Me estaba llamando Rosalind; la Rosalind real, la íntima, la que se manifestaba muy pocas veces. La otra la práctica, la capaz, era creación de su propio convencimiento, no ella misma. Yo la había visto formarse desde el principio, cuando todavía era niña sensible, temerosa, pero decidida. Quizás antes que ninguno, y por instinto, ella se había dado cuenta de que se hallaba en un mundo hostil, y por lo mismo se aprestó deliberadamente a hacerle frente. Pieza a pieza, la armadura había ido incorporándose despacio a su persona. Yo la había visto descubrir sus armas y adiestrarse en ellas, la había observado durante la labranza de un carácter tan entero y tan constante que a veces casi se engañaba a sí misma.

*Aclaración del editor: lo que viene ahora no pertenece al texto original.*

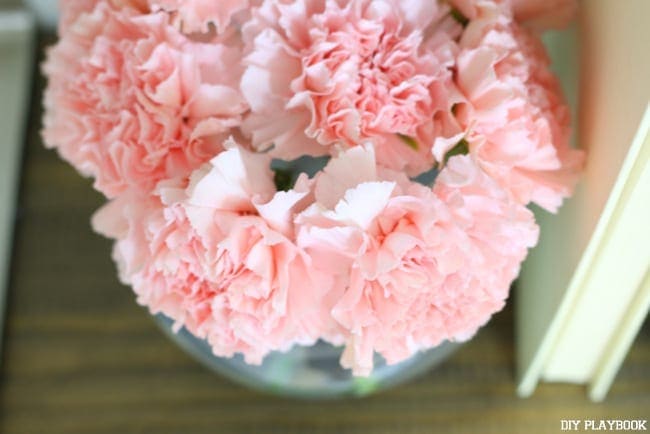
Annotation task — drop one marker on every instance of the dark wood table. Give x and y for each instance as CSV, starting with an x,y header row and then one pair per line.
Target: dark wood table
x,y
81,357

Yo amaba a la chica que se veía. Amaba su figura alta y esbelta, el equilibrio de su cuello, sus pequeños y puntiagudos senos, sus largas y delgadas piernas; y el modo en que se movía, y la seguridad de sus manos, y sus labios cuando sonreía. Amaba su cabello de tonos bronceados y dorados que en las manos parecía ser pesada seda, sus hombros de piel suave, sus mejillas de terciopelo; y la calidez de su cuerpo, y el perfume de su aliento.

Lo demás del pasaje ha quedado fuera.